Open access for next 5 hours (8GiB model, running on RTX 3090) or until server crashes or the this spot instance gets taken away :) =>
https://ofo1j9j6qh20a8-80.proxy.runpod.net
./build/bin/llama-server \
-m ../Bonsai-8B.gguf \
-ngl 999 \
--flash-attn on \
--host 0.0.0.0 \
--port 80 \
--ctx-size 65500 \
--batch-size 512 \
--ubatch-size 512 \
--parallel 5 \
--cont-batching \
--threads 8 \
--threads-batch 8 \
--cache-type-k q4_0 \
--cache-type-v q4_0 \
--log-colors on
The server can serve 5 parallel request, with each request capped at around `13K` tokens...A bit of of benchmarks I did:
1. Input: 700 tokens, ttfs: ~0 second, outputs: 1822 tokens ~190t/s
1. Input: 6400+ tokens, ttfs: ~2 second, outputs: 2012 tokens at ~135t/s
Vram usage was consistently at ~4GiB.
I genuinely love talking to these models
https://ofo1j9j6qh20a8-80.proxy.runpod.net/#/chat/5554e479-0...
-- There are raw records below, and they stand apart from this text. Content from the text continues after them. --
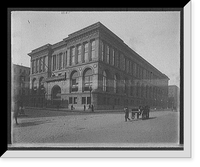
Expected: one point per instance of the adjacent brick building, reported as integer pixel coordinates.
(93, 65)
(174, 96)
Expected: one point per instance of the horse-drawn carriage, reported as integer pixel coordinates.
(144, 111)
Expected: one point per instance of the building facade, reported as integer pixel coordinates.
(94, 66)
(20, 82)
(174, 96)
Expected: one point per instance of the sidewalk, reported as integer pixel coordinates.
(69, 110)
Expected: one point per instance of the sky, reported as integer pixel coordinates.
(155, 36)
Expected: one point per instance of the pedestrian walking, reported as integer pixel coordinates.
(16, 111)
(126, 114)
(148, 110)
(92, 108)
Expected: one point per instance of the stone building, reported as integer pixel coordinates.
(173, 97)
(94, 66)
(20, 82)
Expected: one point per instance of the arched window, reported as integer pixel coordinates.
(85, 53)
(87, 79)
(34, 84)
(115, 83)
(137, 89)
(104, 81)
(56, 92)
(74, 81)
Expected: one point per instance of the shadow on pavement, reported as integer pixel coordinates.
(32, 123)
(139, 119)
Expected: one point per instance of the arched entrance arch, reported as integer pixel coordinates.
(87, 79)
(74, 79)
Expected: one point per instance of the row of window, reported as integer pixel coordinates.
(80, 53)
(115, 58)
(39, 65)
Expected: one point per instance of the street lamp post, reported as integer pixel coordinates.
(90, 88)
(90, 94)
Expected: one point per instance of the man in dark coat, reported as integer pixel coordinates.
(126, 113)
(16, 110)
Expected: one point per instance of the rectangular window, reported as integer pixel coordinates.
(130, 69)
(117, 59)
(75, 100)
(32, 65)
(66, 59)
(85, 56)
(40, 64)
(74, 85)
(93, 50)
(102, 51)
(70, 100)
(79, 53)
(127, 66)
(88, 100)
(83, 100)
(87, 83)
(37, 65)
(60, 61)
(54, 62)
(122, 61)
(43, 62)
(72, 55)
(113, 56)
(107, 54)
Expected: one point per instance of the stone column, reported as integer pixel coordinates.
(89, 51)
(68, 57)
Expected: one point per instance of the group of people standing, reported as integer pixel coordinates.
(144, 111)
(18, 109)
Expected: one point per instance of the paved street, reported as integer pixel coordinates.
(94, 129)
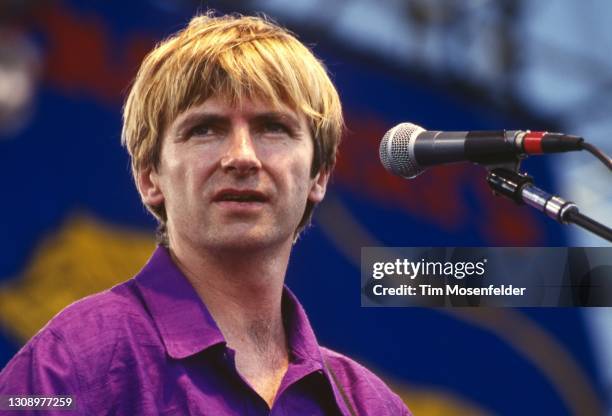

I'm contemplating whether I should drive or walk to the car wash (I just thought of that one HN post) and this is what it said after a few back-and-forths:
- Drive to the car (5 minutes), then park and wash.
- If you have a car wash nearby, you can walk there (2 minutes) and do the washing before driving to your car.
- If you're in a car wash location, drive to it and wash there.
Technically the last point was fine, but I like the creativity.
Update: this has been evicted by runpod as it was on spot.
Thank you! I am impressed by the speed of it.
That was really impressive. https://pastebin.com/PmJmTLJN pretty much instantly. (Very weak models can't do this.)
Kind sir, May I say to you thanks for doing so! I really appreciate it :D
[dead]
Better keep the KV cache in full precision